This past Sunday millions of spectators around the world tuned into the Women’s World Cup Final, a match that featured a talented United States team against an upstart national team of Japan. The American team entered the match as the favorites, having staved off elimination in their exciting quarterfinal match against an always dangerous and extremely skilled Brazilian team. Brazil and their leader, Marta, who is widely-regarded as one of the best female soccer players in the world, were stunned when the United States team scored a late, game-tying goal in extra time that sent the match to penalty kicks where the United States triumphed. Riding the momentum of that thrilling victory and the defeat of France in the semifinals, the U.S. met an underdog Japanese team whom many had not expected to make a deep run in the tournament.

The Japanese team endured similar battles en route to the final, first, against the two-time defending champion German team, the favored host of this World Cup, and then, against a tough Swedish team. Yet, the Japanese team prevailed yet again on Sunday and hoisted the trophy in jubilation after a hard-fought match that, in uncanny parallel with the U.S. contest against Brazil, was also determined by penalty kicks.
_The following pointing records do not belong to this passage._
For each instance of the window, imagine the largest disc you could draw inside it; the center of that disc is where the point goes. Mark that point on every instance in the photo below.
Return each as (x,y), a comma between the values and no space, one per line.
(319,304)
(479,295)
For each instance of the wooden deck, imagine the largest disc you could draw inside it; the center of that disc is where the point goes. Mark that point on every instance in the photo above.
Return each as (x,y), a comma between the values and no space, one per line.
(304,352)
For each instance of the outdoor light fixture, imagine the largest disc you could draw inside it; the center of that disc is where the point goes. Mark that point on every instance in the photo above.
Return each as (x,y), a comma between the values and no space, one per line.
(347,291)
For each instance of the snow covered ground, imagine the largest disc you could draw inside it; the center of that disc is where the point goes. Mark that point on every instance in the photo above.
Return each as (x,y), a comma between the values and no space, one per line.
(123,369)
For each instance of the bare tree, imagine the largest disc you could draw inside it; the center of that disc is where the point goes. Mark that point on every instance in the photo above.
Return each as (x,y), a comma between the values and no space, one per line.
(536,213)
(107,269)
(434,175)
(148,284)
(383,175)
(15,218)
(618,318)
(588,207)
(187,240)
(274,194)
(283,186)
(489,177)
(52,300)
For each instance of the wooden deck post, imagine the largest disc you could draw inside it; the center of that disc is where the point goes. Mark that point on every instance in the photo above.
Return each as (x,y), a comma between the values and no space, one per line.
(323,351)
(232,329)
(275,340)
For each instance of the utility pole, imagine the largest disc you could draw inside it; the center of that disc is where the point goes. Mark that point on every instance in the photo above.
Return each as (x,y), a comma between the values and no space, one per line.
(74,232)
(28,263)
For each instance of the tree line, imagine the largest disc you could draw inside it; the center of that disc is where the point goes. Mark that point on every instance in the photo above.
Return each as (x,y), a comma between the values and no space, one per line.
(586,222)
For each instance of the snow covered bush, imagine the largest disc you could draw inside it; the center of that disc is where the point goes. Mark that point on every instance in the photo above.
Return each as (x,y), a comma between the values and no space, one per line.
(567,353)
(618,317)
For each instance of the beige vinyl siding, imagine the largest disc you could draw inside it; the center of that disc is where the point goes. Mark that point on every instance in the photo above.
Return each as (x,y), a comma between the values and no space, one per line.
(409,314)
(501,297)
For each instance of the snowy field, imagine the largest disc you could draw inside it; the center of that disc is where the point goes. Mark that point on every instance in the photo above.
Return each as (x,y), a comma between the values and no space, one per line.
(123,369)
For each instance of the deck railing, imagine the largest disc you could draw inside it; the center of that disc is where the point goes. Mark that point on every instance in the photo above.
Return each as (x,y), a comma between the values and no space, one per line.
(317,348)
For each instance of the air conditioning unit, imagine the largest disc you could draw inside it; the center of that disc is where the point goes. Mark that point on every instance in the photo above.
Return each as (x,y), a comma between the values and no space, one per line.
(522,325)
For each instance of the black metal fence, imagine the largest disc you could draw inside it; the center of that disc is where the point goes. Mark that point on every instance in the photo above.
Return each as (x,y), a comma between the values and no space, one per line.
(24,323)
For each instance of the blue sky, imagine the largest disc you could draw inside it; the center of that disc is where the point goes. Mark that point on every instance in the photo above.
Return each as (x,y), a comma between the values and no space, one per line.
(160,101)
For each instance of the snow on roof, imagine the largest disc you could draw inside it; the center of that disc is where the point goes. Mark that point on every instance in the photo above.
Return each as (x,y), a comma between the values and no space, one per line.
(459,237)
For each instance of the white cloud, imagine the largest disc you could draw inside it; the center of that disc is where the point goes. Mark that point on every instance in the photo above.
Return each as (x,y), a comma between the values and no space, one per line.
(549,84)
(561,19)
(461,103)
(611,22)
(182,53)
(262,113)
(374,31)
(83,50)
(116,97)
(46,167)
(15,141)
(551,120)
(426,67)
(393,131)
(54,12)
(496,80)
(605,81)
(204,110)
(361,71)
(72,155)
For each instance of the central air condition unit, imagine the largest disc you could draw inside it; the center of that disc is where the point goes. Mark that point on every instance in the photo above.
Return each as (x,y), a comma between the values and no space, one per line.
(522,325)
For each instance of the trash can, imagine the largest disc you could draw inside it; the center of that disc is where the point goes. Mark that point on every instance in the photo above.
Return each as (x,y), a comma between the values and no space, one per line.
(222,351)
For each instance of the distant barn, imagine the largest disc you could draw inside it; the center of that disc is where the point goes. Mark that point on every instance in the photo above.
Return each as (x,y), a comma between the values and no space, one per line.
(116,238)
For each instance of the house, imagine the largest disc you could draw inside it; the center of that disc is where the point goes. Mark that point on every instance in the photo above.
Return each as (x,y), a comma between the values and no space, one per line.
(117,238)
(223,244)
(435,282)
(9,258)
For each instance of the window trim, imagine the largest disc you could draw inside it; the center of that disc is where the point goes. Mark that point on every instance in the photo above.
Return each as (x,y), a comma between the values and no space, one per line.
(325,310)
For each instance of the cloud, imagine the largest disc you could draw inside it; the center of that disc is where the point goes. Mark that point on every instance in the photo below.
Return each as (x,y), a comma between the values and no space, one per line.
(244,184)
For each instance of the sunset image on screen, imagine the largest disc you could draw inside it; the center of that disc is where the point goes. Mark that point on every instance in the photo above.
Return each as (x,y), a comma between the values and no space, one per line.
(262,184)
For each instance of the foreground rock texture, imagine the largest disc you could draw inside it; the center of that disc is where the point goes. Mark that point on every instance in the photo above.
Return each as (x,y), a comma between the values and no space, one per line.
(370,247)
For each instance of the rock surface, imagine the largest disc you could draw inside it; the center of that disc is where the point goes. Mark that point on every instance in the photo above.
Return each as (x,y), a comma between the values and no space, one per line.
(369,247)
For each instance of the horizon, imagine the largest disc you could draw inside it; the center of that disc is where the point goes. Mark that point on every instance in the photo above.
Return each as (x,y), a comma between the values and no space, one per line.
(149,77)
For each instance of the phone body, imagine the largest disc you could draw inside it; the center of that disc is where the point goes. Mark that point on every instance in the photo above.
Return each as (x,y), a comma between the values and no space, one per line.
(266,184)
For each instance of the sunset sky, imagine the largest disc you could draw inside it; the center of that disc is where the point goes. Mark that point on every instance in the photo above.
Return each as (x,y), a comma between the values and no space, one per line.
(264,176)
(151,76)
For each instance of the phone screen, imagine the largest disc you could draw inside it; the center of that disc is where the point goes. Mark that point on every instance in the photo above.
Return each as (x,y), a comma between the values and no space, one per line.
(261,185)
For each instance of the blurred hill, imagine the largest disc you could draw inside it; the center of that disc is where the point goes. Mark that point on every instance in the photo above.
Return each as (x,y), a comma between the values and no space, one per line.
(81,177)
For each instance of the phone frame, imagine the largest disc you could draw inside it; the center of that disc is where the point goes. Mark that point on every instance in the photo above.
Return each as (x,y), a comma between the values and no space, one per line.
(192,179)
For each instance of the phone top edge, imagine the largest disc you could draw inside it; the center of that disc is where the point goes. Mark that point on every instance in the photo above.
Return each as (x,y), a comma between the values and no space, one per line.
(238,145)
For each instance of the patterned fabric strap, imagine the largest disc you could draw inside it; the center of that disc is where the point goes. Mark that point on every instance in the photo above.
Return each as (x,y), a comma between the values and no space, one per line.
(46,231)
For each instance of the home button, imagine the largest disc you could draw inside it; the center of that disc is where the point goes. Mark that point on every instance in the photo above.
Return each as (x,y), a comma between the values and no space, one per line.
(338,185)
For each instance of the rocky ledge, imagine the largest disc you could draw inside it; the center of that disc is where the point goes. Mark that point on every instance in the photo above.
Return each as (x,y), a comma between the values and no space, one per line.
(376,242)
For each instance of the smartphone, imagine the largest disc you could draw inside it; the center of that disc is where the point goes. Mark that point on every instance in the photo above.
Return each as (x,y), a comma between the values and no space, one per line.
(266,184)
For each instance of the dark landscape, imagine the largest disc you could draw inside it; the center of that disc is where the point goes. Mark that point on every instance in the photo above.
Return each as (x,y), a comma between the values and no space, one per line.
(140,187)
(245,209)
When the two teams finally faced off last Sunday, the United States may have actually outplayed the Japanese team for most of the game that day by holding a lead twice late into the match, but they failed to capitalize on numerous opportunities and faltered uncharacteristically during the shootout. The Japanese squad, as they had throughout the tournament, seized the day and took advantage of opportunities that came their way. They never gave up, even when the Americans seemed destined to become champions, and their heart and determination led them to the 2011 World Cup.

No one can question the heart and tenacity of any player on either team that day. However, there is something to be said for athletes motivated by an achievement beyond their own glory. While the U.S. team played wonderfully, they played for a victory, for a trophy, for their legacy, and for their country. The Japanese team played for something that transcended all of those things, as important as they are. With each stroke of the ball, they carried with them the hope of their compatriots, who, only four months ago, endured the most powerful earthquake to hit Japan and the subsequent ravaging tsunami.

Due mostly to the tsunami, Japan suffered an incredible amount of damage, with thousands of buildings being destroyed, several nuclear meltdowns, and over 15,000 people losing their lives, while thousands of others remain injured or missing. The country faces billions of dollars in rebuilding costs, in addition to the losses that cannot be measured in money nor ever forgotten. However, if only for a few weeks, the Japanese national team gave their people something to cheer about, a much-needed return to normalcy and shared achievement, and through the support of their people and the memories of the destruction of their nation, it seemed that day as though nothing was going to stop Japan from triumphing in the international spotlight.

Japan’s inspirational play eerily resembles that of the 2006 New Orleans Saints, who in September of that year, returned to the Superdome for the first time since Hurricane Katrina inundated New Orleans and much of the Gulf Coast in late August 2005. On September 25, 2006, the Saints hosted the Atlanta Falcons in the return to their home stadium, over a year after Katrina devastated the city and the people of New Orleans. That Monday night, during a nationally televised game, the Saints took the field to a pulsating ovation from their fans, and a sense of unity and hope filled the air of the Superdome, where, only a year earlier, the stadium had served as a shelter for thousands in the aftermath of the hurricane. As if there were any doubt that the Saints would emerge triumphant on that fateful night, they filled the hearts of those who remained in New Orleans with joy, delivering a throttling 23-3 victory over the Falcons.

A year after winds had pounded the Superdome, severely damaging its roof, and rains had flooded the homes of thousands, the renovated arena, whose extensive damage was repaired at a cost of $185 million, housed over 70,000 people that night who were once again proud to be from New Orleans. Three years later, the Saints captivated their fans with a stellar season that ended with a seemingly scripted Super Bowl victory. A vibrant city, known for its culture, diversity, music, and art, New Orleans is still struggling to overcome the damage that was done over a half decade ago.

Japan is only a few months removed from its own natural disaster, and it will take time for the country to recover. However, Sunday’s victory in the World Cup was a great first step. Just like the Saints, who put the city of New Orleans on their shoulders in a time of grief, the Japanese women of that team lifted the spirit of their country with their courageous effort on the soccer field. In both cases, the floods could not submerge the heart and soul of the people, and the performances by both teams have generated a deluge of support that will lead to a brighter future.